Research topic: Impact of AI agents on enterprise productivity in 2025
Audience: C-suite executives, non-technical
Format: report
Depth: standard
Word limit: 600
"""
)
run = client.agents.create_and_process_run(
thread_id=thread.id,
agent_id=os.environ["ORCHESTRATOR_AGENT_ID"]
)
# Get the response
messages = client.agents.list_messages(thread_id=thread.id)
last = next(m for m in messages if m.role == "assistant")
print(last.content[0].text.value)
You can also export ready-to-run code directly from the Foundry portal: Agents → your agent → </> View code (top toolbar). This generates a fully working script in Python, C#, or JavaScript that connects to your project, creates a thread, sends a message, and prints the response.

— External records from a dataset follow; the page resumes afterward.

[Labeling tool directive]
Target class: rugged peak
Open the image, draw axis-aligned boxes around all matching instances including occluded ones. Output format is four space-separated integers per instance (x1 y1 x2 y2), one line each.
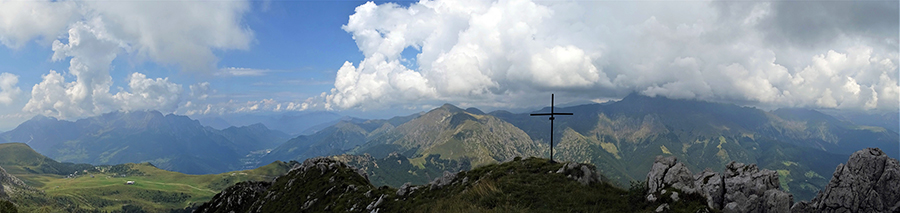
291 157 369 181
647 156 793 212
791 148 900 212
466 107 484 115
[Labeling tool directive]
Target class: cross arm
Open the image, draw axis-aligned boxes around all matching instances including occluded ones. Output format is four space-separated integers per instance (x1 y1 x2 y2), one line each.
531 112 574 116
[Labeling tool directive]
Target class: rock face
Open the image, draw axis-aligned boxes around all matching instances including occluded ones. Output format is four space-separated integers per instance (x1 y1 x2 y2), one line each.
194 157 386 212
647 156 793 212
791 148 900 212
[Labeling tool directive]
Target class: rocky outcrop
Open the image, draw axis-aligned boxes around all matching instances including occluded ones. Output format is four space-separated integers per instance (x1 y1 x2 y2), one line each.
556 162 601 186
195 182 272 213
0 167 34 199
791 148 900 212
647 156 793 212
195 157 388 212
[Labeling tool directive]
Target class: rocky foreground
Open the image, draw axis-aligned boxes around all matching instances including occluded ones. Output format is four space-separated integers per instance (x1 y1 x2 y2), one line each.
195 148 900 212
646 148 900 212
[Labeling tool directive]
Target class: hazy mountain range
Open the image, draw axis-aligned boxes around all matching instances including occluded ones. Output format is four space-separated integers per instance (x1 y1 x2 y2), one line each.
0 111 288 174
0 94 900 199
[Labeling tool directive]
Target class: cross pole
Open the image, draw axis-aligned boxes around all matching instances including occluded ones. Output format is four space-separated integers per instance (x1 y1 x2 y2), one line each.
531 94 573 162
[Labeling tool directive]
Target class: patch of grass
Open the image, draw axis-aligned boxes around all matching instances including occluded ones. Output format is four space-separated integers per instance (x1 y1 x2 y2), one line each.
17 161 291 212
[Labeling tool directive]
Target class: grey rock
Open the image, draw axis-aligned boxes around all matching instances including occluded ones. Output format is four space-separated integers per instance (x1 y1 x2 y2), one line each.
430 171 456 189
647 156 677 194
397 182 410 196
647 156 793 212
791 148 900 212
655 203 669 212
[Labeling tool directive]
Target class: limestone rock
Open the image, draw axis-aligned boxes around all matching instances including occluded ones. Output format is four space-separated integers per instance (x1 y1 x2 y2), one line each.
647 156 793 212
430 171 456 189
791 148 900 212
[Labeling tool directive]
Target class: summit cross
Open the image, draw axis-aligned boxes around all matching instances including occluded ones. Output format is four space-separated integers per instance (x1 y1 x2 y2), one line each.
531 94 573 162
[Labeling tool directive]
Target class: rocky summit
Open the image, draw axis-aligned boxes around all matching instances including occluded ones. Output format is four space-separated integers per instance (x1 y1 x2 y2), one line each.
791 148 900 212
646 156 793 212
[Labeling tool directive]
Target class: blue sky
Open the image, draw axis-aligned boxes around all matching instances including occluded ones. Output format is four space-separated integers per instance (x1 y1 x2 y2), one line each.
0 0 900 130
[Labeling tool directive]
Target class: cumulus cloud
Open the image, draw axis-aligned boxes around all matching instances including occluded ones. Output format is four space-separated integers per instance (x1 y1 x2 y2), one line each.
0 0 78 48
0 1 253 119
113 73 183 112
325 0 900 110
0 73 22 105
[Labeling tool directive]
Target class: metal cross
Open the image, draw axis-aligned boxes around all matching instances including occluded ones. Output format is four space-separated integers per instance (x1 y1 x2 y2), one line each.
531 94 573 162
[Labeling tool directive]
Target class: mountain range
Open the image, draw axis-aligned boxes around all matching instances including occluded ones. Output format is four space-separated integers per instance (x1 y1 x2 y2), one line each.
195 111 344 136
262 94 900 199
0 94 900 199
0 111 289 174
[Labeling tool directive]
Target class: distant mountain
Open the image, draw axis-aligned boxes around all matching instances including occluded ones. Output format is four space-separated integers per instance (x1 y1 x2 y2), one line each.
0 111 287 174
260 114 420 163
820 109 900 132
263 94 900 199
197 111 342 136
490 94 900 199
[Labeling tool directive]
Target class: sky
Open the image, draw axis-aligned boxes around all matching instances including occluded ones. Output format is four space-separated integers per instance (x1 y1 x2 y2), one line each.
0 0 900 130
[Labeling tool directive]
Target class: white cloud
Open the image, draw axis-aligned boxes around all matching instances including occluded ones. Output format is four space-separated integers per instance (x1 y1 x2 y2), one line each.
113 73 183 112
325 0 900 110
0 73 22 105
190 82 215 100
0 1 258 119
84 1 253 71
0 0 78 48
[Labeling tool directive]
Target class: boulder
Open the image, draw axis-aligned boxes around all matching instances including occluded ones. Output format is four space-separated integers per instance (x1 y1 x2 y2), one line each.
646 156 793 212
791 148 900 212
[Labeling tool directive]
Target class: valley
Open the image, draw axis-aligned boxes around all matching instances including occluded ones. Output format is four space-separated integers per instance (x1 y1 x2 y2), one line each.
0 94 900 212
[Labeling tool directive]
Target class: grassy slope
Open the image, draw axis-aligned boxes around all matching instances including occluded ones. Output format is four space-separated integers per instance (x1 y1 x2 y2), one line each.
0 143 291 212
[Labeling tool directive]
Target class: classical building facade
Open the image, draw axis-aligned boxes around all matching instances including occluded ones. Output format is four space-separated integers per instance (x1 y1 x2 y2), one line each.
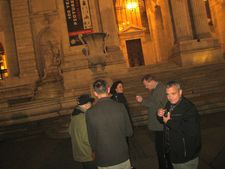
0 0 225 129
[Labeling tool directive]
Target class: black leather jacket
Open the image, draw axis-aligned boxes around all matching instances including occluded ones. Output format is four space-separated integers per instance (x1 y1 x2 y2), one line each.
164 98 201 163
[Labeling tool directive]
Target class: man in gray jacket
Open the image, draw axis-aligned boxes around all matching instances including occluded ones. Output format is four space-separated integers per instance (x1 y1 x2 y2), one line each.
69 94 97 169
86 80 133 169
136 74 172 169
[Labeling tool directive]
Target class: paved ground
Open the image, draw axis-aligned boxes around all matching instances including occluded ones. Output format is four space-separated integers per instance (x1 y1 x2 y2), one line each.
0 112 225 169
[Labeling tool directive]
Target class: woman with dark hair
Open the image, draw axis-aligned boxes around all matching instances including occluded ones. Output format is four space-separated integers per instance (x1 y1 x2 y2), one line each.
110 80 133 126
110 80 135 169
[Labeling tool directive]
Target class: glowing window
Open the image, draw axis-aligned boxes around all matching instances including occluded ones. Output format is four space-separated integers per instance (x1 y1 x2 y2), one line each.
0 42 8 80
115 0 142 32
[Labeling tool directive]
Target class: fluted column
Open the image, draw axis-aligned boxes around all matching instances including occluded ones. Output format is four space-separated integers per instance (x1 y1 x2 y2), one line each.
98 0 119 46
0 0 19 77
170 0 193 41
191 0 210 38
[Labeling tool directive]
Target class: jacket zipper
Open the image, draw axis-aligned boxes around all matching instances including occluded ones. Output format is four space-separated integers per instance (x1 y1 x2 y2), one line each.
182 138 187 157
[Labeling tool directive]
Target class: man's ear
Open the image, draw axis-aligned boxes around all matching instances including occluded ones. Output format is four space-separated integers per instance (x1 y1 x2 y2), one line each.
93 91 98 98
179 89 183 96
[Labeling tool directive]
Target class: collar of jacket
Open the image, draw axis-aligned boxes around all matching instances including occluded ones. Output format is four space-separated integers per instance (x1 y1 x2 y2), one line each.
97 97 111 102
72 106 85 116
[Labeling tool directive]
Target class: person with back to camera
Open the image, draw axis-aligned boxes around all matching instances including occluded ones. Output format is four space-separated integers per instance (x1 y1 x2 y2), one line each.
158 81 201 169
69 94 97 169
86 79 133 169
136 74 173 169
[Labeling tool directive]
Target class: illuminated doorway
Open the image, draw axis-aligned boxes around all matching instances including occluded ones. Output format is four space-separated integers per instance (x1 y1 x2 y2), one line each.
126 39 144 67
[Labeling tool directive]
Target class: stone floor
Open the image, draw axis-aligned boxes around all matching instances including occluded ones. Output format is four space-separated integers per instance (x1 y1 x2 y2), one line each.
0 112 225 169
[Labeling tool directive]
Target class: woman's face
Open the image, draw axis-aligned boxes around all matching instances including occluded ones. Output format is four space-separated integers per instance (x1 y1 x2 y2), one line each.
116 83 124 93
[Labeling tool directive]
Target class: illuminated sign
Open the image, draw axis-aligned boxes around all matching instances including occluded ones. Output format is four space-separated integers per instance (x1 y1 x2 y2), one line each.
64 0 93 46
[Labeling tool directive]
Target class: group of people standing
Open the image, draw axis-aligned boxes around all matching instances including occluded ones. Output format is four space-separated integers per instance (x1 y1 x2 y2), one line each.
69 74 201 169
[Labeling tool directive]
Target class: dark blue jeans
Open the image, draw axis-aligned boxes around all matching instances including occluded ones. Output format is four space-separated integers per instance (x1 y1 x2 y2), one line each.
154 131 173 169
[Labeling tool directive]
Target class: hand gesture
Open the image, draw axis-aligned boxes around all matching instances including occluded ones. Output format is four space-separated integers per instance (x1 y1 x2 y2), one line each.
136 96 143 103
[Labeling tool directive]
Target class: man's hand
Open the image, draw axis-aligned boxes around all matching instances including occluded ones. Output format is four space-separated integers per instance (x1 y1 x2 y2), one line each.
157 108 166 117
136 96 143 103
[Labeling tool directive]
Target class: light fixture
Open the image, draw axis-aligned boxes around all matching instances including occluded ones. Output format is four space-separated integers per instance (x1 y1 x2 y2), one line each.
126 2 138 10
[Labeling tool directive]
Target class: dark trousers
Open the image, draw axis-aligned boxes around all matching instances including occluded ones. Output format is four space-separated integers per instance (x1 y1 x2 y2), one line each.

12 Monitoring in Application Insights
After each pipeline run, go to your Foundry project → Monitoring (left sidebar). You should see a summary showing total token count, prompt token count, and completion token count for the run. For deeper dashboards — per-agent latency, error rates, retry frequency — open the insights-research-pipeline resource directly in the Azure portal.
The combination of Foundry trace logging and Application Insights gives you full observability: which agent was called, what it received, what it returned, how long it took, and how many tokens it consumed. This is not optional infrastructure — it is your only way to diagnose failures, control costs, and build confidence in the system over time.
The best time to build your first AI agent was last year. The second best time is today.
Start with the four agent prompts, the shared state schema, and the maximum iteration count. Get those three things right and the rest of the system — the Foundry setup, the monitoring, the code integration — is mechanical execution. The architecture is the hard part, and it lives in the prompts.